Department of Radiology, Université Paris Descartes, 12 rue de l'Ecole de Medecine, 75006, Paris, France.
Department of Radiology, Juntendo University Graduate School of Medicine, 2-1-1, Hongo, Bunkyo-ku, Tokyo, 113-8421, Japan.
Milliman Inc., Tokyo, Japan.
Department of Neurology, Juntendo University School of Medicine, Tokyo, Japan.
Department of Neurosurgery, Juntendo University School of Medicine, Tokyo, Japan.



This study aimed to evaluate the accuracy and diagnostic test performance of the U-net-based segmentation method in neuromelanin magnetic resonance imaging (NM-MRI) compared to the established manual segmentation method for Parkinson's disease (PD) diagnosis.


NM-MRI datasets from two different 3T-scanners were used: a "principal dataset" with 122 participants and an "external validation dataset" with 24 participants, including 62 and 12 PD patients, respectively. Two radiologists performed SNpc manual segmentation. Inter-reader precision was determined using Dice coefficients.
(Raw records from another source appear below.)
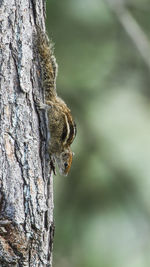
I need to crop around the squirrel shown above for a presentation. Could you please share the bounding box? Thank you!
[37,27,76,176]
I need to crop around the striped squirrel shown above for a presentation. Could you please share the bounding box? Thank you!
[37,27,76,175]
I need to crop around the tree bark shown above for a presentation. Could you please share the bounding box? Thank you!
[0,0,54,267]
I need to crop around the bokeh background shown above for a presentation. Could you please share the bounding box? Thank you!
[47,0,150,267]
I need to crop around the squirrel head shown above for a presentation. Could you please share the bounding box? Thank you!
[55,148,74,176]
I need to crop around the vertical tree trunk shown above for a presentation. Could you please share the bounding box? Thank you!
[0,0,53,267]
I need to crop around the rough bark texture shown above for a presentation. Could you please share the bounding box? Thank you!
[0,0,53,267]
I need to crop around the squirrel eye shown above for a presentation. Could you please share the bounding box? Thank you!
[61,124,67,141]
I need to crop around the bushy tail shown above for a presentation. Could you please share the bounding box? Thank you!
[37,27,57,100]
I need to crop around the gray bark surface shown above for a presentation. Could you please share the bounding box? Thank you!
[0,0,54,267]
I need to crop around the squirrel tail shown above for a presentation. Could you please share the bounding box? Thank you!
[37,26,57,100]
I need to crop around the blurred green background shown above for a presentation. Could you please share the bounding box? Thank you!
[47,0,150,267]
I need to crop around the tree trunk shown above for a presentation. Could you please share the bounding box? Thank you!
[0,0,54,267]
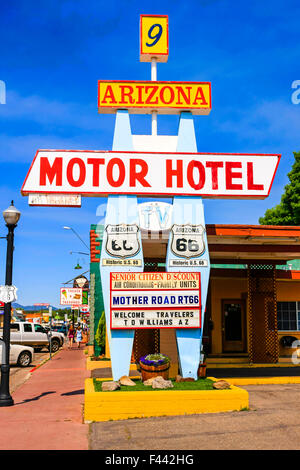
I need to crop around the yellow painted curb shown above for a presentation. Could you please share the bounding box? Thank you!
[225,377,300,385]
[84,377,249,422]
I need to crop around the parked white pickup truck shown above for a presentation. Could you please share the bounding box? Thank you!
[0,322,64,352]
[0,338,34,367]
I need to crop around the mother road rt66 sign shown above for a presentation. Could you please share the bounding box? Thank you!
[21,150,280,199]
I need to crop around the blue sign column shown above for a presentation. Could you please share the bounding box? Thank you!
[100,111,144,380]
[166,112,210,380]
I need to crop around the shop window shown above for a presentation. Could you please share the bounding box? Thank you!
[277,302,300,331]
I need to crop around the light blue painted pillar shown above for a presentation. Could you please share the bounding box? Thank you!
[100,111,144,380]
[166,112,210,379]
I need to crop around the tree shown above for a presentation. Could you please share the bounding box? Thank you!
[259,152,300,225]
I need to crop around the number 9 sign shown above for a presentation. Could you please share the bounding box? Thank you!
[140,15,169,62]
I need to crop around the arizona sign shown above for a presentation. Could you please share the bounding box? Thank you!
[98,80,211,114]
[21,150,280,199]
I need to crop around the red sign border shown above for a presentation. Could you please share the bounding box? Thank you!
[109,271,202,331]
[21,149,281,200]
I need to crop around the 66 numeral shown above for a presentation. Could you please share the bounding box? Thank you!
[176,238,200,252]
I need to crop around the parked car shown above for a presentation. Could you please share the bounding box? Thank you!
[0,338,34,367]
[0,322,64,352]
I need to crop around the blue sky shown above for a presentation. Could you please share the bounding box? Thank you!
[0,0,300,306]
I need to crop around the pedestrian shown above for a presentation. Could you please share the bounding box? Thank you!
[68,324,75,349]
[76,325,83,349]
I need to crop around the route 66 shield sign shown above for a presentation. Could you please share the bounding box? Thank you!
[171,224,205,259]
[105,224,140,259]
[0,286,17,304]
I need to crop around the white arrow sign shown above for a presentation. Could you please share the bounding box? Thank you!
[21,150,280,199]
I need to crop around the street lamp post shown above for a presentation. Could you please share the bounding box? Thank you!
[0,201,21,406]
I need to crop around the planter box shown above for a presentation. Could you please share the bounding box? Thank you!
[84,377,249,422]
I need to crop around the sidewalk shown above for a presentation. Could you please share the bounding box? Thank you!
[0,346,90,450]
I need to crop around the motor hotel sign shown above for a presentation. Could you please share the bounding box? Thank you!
[21,150,280,199]
[98,80,211,114]
[110,272,201,329]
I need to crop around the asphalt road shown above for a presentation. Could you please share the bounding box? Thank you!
[89,384,300,450]
[9,349,56,393]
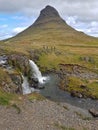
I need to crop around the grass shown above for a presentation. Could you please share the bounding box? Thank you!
[60,76,98,99]
[12,104,21,114]
[28,93,45,102]
[0,15,98,100]
[0,90,18,105]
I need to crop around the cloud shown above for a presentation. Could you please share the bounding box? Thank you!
[0,0,98,21]
[0,0,98,36]
[12,27,26,35]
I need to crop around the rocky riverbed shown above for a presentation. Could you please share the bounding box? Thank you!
[0,97,98,130]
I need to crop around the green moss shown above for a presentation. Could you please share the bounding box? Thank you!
[0,90,18,105]
[28,93,45,102]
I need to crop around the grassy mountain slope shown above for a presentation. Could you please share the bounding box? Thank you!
[0,6,98,68]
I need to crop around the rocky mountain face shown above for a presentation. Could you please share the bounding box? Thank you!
[33,6,65,26]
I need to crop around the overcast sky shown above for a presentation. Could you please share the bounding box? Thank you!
[0,0,98,39]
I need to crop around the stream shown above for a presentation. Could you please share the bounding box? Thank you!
[40,74,98,109]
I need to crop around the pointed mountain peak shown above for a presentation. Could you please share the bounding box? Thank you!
[40,5,59,17]
[33,5,64,26]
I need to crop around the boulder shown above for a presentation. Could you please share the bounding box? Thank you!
[89,108,98,117]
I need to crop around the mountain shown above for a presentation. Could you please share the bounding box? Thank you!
[6,5,98,44]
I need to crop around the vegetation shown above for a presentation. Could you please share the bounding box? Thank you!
[0,6,98,98]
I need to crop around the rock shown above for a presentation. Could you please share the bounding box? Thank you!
[89,108,98,117]
[71,91,83,98]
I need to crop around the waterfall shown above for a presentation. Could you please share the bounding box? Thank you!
[29,60,47,84]
[22,75,34,95]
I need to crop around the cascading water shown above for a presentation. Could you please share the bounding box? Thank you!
[22,60,47,94]
[29,60,47,84]
[22,75,34,95]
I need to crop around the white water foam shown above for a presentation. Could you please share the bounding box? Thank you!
[22,75,34,95]
[29,60,49,84]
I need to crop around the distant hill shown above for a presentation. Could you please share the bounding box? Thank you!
[6,6,98,44]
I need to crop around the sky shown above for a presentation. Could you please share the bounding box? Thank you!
[0,0,98,40]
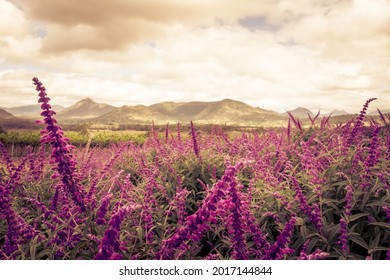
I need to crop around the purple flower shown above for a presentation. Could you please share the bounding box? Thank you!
[33,78,85,211]
[95,203,137,260]
[191,121,199,157]
[96,193,112,225]
[345,185,353,216]
[347,98,376,146]
[338,219,349,254]
[223,166,248,260]
[298,249,330,260]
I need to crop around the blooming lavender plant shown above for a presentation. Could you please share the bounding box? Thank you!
[33,78,85,211]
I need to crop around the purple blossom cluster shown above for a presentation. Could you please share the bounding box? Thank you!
[33,78,85,211]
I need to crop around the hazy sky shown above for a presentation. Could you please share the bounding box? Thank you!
[0,0,390,112]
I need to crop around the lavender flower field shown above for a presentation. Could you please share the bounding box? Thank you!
[0,78,390,260]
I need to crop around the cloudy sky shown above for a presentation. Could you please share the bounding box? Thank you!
[0,0,390,112]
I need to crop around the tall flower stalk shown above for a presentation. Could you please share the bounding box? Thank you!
[33,78,85,211]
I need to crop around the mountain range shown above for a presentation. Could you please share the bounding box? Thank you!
[0,98,386,126]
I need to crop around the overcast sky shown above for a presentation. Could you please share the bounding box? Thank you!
[0,0,390,113]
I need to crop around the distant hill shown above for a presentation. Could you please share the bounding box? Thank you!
[98,99,285,125]
[0,109,36,129]
[0,98,372,127]
[1,103,65,117]
[326,110,349,116]
[94,105,174,124]
[57,98,116,119]
[0,109,16,120]
[283,107,314,118]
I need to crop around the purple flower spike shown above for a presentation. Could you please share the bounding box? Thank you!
[33,78,85,211]
[339,219,349,254]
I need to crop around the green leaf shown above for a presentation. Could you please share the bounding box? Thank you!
[30,235,38,260]
[348,213,370,222]
[369,222,390,228]
[349,233,369,250]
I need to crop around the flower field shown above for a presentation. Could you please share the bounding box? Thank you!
[0,78,390,260]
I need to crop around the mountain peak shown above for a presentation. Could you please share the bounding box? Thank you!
[76,97,96,104]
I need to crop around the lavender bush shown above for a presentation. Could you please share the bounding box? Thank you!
[0,78,390,260]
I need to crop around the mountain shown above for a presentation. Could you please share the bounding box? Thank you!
[96,99,285,125]
[1,103,65,117]
[95,105,174,124]
[282,107,315,118]
[57,98,116,119]
[326,110,349,116]
[0,109,16,120]
[0,109,36,129]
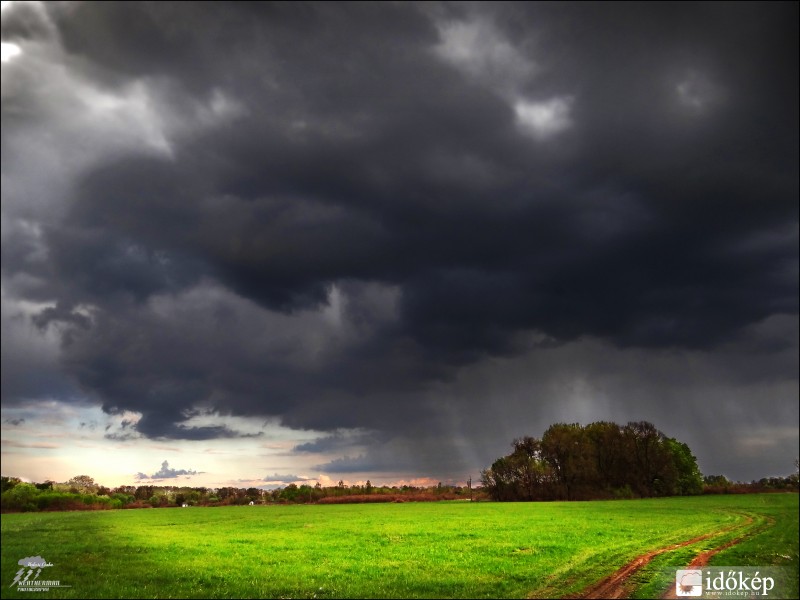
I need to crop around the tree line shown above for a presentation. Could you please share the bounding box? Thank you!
[481,421,703,501]
[0,475,479,512]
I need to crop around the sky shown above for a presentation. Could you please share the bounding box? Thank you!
[2,2,800,487]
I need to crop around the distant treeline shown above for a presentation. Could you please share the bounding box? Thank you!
[481,421,797,501]
[0,475,478,512]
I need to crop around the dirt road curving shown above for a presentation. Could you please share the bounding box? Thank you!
[570,515,763,599]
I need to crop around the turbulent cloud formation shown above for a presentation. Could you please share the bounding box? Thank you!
[2,2,798,477]
[136,460,197,480]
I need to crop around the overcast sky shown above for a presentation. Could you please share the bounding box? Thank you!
[2,2,800,487]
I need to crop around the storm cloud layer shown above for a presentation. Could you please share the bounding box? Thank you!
[2,2,800,480]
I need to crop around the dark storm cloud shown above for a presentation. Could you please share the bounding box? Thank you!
[3,2,798,472]
[136,460,197,480]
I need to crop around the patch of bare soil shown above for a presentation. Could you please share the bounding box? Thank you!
[572,516,753,599]
[661,517,774,600]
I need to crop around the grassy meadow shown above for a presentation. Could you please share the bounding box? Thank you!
[2,494,798,598]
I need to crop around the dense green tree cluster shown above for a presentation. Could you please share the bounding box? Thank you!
[482,421,703,500]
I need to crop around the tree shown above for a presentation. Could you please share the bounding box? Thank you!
[67,475,98,494]
[481,421,702,501]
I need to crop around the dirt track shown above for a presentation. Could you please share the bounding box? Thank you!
[570,516,761,599]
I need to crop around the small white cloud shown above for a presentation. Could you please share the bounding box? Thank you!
[675,71,724,114]
[514,96,573,140]
[436,17,536,94]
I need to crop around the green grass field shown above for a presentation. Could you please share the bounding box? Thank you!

The U-net was trained with manual segmentation as ground truth and Dice coefficients used to measure accuracy. Training and validation steps were performed on the principal dataset using a 4-fold cross-validation method. We tested the U-net on the external validation dataset. SNpc hyperintense areas were estimated from U-net and manual segmentation masks, replicating a previously validated thresholding method, and their diagnostic test performances for PD determined.


For SNpc segmentation, U-net accuracy was comparable to inter-reader precision in the principal dataset (Dice coefficient: U-net, 0.83 ± 0.04; inter-reader, 0.83 ± 0.04), but lower in external validation dataset (Dice coefficient: U-net, 079 ± 0.04; inter-reader, 0.85 ± 0.03). Diagnostic test performances for PD were comparable between U-net and manual segmentation methods in both principal (area under the receiver operating characteristic curve: U-net, 0.950; manual, 0.948) and external (U-net, 0.944; manual, 0.931) datasets.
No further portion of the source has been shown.